Länderspiel Italien gegen Serbien: Visumfrei zur Randale

Serbische Hools sorgten für den Abbruch des Spiels gegen Italien. Sie werden sowohl der klerikal-faschistischen Bewegung Obraz als auch der ultrarechten Szene zugerechnet.

Keine Tore, aber dafür eine Menge Feuerwerkskörper auf der Spielfläche. Bild: rtr

ROM taz | Bei den Fan-Krawallen am Rande des nach sieben Minuten abgebrochenen EM-Qualifikationsspiels zwischen Italien und Serbien in Genua sind 16 Menschen, darunter ein Polizist, verletzt worden. Wie die italienische Polizei am Mittwochmorgen in einer ersten Bilanz mitteilte, wurden bei den Ausschreitungen am Dienstagabend insgesamt 17 serbische Randalierer festgenommen. Unter ihnen befand sich auch Ivan Bogdanov. Laut italienischen Medien ist er ein mehrfach vorbestrafter Anführer von Hooligans des Klubs Roter Stern Belgrad.

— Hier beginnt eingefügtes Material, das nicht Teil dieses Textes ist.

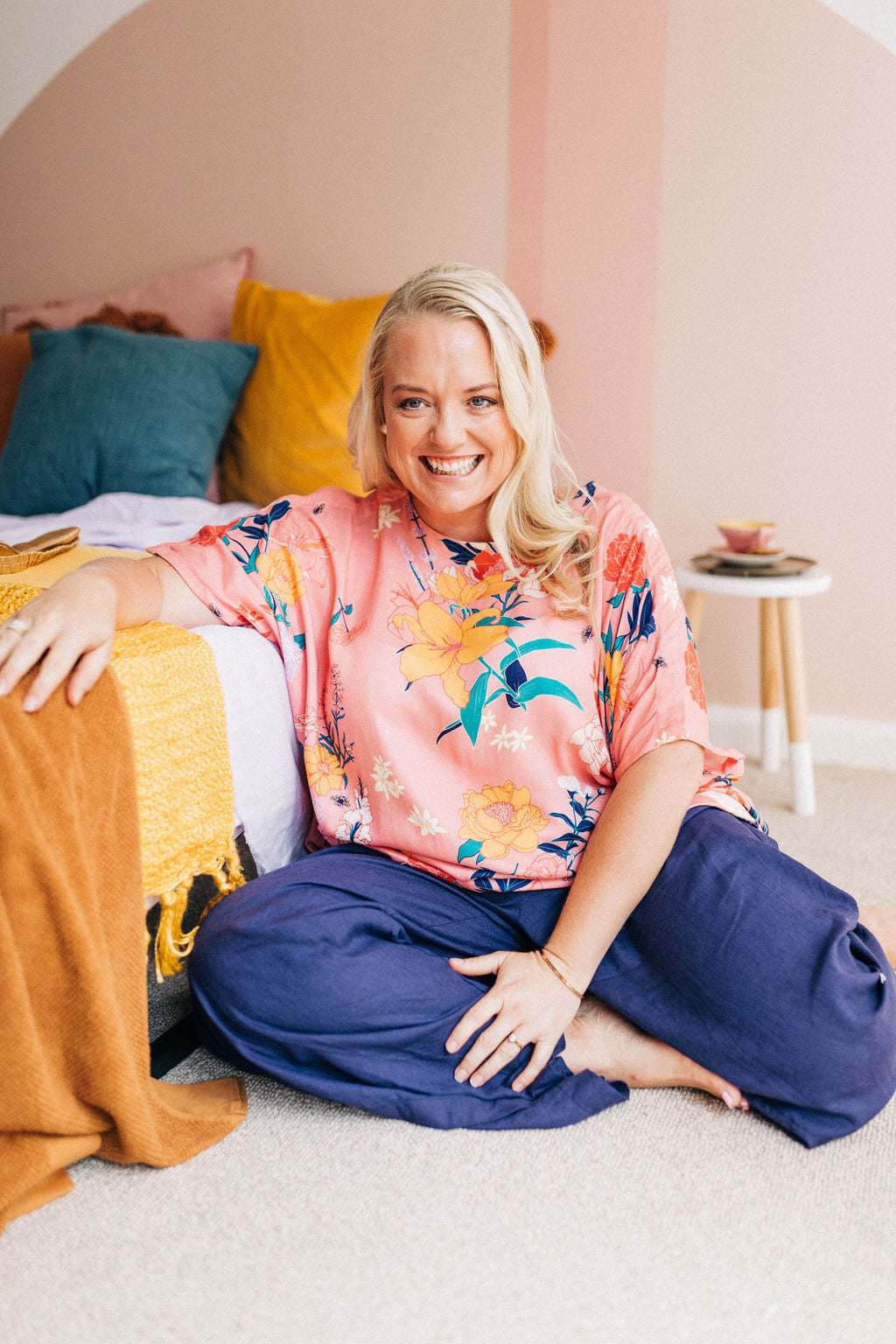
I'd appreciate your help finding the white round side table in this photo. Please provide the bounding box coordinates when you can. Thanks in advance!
[676,561,830,817]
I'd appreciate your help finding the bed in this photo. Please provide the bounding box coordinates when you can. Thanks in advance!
[0,248,386,941]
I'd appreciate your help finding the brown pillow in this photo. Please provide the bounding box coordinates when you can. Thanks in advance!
[0,332,31,453]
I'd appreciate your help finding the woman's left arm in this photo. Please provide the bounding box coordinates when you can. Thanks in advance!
[446,740,704,1091]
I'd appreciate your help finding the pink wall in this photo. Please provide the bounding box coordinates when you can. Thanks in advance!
[0,0,896,722]
[508,0,666,500]
[0,0,509,300]
[652,0,896,722]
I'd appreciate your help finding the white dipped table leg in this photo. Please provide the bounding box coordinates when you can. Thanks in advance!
[759,707,783,774]
[759,597,783,772]
[778,597,816,817]
[788,742,816,817]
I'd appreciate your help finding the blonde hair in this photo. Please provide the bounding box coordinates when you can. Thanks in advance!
[349,262,598,620]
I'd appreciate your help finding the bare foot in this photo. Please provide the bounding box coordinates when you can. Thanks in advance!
[563,995,750,1110]
[858,906,896,966]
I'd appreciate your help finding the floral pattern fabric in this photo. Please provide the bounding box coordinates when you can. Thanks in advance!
[153,485,761,891]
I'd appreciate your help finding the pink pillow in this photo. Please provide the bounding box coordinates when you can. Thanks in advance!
[0,248,256,340]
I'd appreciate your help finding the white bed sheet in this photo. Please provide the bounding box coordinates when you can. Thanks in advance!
[193,625,312,873]
[0,491,258,551]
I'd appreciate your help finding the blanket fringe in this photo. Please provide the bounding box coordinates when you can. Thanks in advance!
[155,844,246,984]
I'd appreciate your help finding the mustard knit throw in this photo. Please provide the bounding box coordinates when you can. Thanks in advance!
[0,584,244,980]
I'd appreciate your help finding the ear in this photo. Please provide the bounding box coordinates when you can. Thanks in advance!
[529,317,557,360]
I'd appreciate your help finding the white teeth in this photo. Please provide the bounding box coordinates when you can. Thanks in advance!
[424,454,480,476]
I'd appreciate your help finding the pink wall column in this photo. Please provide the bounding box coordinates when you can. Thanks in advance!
[507,0,666,506]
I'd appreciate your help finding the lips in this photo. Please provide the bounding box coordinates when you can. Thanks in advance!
[421,454,482,479]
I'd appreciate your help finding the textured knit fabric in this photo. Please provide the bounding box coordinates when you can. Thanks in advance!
[0,578,243,980]
[189,808,896,1148]
[0,675,246,1227]
[153,486,758,891]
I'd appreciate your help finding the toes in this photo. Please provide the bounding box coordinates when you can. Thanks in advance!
[712,1079,750,1110]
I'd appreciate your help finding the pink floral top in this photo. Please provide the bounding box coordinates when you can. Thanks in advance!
[153,485,760,891]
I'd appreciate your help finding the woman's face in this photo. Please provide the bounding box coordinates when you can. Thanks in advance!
[383,316,517,542]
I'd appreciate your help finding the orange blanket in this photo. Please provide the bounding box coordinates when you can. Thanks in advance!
[0,674,246,1228]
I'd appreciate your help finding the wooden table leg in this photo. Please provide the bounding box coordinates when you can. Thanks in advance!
[683,589,707,644]
[776,597,816,817]
[759,597,782,770]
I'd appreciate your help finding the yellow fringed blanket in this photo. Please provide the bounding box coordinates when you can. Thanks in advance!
[0,650,246,1228]
[0,570,243,980]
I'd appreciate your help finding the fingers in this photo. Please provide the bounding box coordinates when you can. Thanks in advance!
[68,640,113,704]
[454,1018,522,1088]
[510,1040,556,1091]
[0,615,48,695]
[444,989,507,1055]
[449,951,508,976]
[0,595,114,712]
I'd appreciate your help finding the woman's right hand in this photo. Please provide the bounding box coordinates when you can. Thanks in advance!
[0,570,118,711]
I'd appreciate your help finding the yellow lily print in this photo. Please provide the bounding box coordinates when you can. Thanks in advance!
[304,742,346,798]
[256,546,304,606]
[435,570,513,606]
[395,601,509,710]
[603,649,623,712]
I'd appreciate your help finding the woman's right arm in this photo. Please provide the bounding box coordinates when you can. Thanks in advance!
[0,555,221,711]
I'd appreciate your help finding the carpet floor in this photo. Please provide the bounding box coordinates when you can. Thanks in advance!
[0,766,896,1344]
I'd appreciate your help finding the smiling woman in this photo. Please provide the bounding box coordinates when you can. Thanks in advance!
[383,316,517,542]
[0,265,896,1146]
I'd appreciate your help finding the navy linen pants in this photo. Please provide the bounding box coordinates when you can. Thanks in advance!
[189,808,896,1148]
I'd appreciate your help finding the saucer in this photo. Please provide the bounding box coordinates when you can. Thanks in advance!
[688,551,816,582]
[708,546,788,570]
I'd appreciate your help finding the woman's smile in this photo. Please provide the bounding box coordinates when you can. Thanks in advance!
[424,456,482,477]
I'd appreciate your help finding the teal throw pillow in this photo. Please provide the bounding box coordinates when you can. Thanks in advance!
[0,326,258,516]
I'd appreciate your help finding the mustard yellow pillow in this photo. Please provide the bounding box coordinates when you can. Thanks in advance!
[220,279,388,504]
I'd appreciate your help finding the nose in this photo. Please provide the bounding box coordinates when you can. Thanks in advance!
[430,406,466,453]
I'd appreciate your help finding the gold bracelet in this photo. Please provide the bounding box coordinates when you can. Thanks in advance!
[536,948,584,998]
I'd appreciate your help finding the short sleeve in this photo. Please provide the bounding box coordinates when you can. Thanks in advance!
[594,494,715,780]
[150,491,341,669]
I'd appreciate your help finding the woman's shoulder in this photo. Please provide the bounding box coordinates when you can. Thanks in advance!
[254,485,379,531]
[570,481,657,537]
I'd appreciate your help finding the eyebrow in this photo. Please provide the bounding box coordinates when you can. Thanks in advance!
[392,383,499,396]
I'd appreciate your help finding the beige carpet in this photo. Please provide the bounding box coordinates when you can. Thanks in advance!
[0,767,896,1344]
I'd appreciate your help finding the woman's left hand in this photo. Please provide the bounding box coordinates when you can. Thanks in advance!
[444,951,579,1091]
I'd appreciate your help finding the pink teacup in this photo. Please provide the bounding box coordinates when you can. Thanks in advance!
[716,517,778,552]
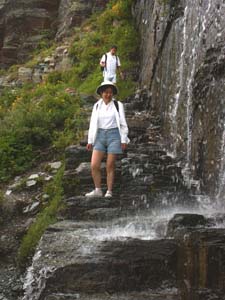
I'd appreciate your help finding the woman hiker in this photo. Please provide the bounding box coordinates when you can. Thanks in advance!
[85,81,129,198]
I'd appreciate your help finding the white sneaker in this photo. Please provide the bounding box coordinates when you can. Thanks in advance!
[85,190,103,198]
[105,191,112,198]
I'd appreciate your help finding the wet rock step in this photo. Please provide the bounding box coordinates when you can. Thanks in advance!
[45,289,181,300]
[26,221,177,300]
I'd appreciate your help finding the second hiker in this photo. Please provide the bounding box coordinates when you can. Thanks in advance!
[100,46,124,83]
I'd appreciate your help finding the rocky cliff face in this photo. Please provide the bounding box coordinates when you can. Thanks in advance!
[134,0,225,192]
[0,0,108,67]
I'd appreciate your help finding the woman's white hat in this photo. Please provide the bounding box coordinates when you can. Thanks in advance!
[96,81,118,96]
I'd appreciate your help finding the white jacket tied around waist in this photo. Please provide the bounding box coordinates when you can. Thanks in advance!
[88,98,130,144]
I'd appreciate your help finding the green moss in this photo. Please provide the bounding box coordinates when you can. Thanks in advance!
[17,167,64,265]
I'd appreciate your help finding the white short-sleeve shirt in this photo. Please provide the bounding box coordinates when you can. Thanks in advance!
[98,101,117,129]
[101,52,121,76]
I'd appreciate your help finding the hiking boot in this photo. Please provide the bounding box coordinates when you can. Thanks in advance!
[85,190,103,198]
[105,191,112,198]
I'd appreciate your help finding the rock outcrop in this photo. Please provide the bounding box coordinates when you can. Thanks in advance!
[0,0,108,68]
[134,0,225,194]
[23,91,225,300]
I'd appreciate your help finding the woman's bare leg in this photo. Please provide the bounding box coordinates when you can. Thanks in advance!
[91,150,105,188]
[106,153,116,191]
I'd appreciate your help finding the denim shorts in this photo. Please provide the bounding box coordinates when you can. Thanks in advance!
[93,128,123,154]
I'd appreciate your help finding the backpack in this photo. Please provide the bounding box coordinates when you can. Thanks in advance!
[96,100,119,112]
[100,53,118,72]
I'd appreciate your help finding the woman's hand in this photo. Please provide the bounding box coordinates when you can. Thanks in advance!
[86,144,92,151]
[121,143,127,151]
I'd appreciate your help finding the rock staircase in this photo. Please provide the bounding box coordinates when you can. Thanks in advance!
[24,91,190,300]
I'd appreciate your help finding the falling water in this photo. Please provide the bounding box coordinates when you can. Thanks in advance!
[170,6,188,157]
[216,123,225,203]
[22,251,55,300]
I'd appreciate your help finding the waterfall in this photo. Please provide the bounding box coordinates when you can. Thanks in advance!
[170,6,188,157]
[170,0,212,187]
[216,123,225,204]
[22,251,55,300]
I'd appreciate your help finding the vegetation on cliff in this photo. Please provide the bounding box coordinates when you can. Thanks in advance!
[0,0,138,182]
[5,0,138,263]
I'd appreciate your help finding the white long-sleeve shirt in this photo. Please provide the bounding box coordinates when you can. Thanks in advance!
[88,98,130,144]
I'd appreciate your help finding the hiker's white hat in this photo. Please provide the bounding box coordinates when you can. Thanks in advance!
[96,81,118,96]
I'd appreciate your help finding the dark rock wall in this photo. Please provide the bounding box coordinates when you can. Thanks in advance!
[134,0,225,192]
[0,0,108,68]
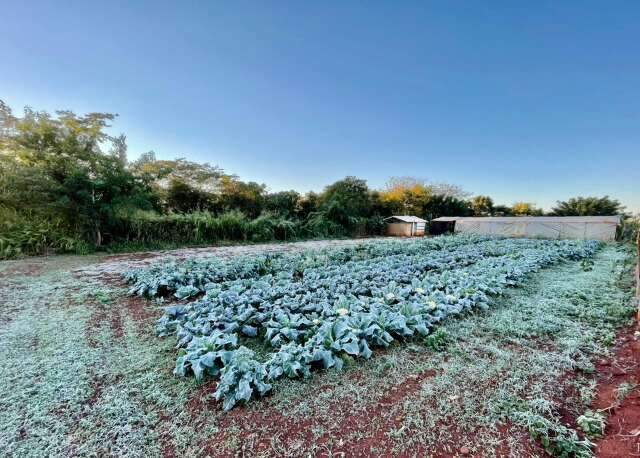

Der massige Kerl wurde von der Polizei anhand der Tattoos, die er auf den Armen trägt, als derjenige identifiziert, der erst mit einer Zange das Netz durchschnitt, das die Anhänger der serbischen Nationalmannschaft wie in einem Raubtierkäfig einschloss, und dann die Versuche seiner Kumpane, Feuerwerkskörper aufs Spielfeld zu schleudern, dirigierte. Bogdanov wurde von der Polizei aus einem abfahrbereiten Reisebus herausgeholt. Seine 15 Minuten weltweiten Fernsehruhmes werden ein strafrechtliches Nachspiel haben. Dass der Hooliganchef so prominent werden konnte, liegt aber auch an einer fehlgeschlagenen Strategie der italienischen Polizei.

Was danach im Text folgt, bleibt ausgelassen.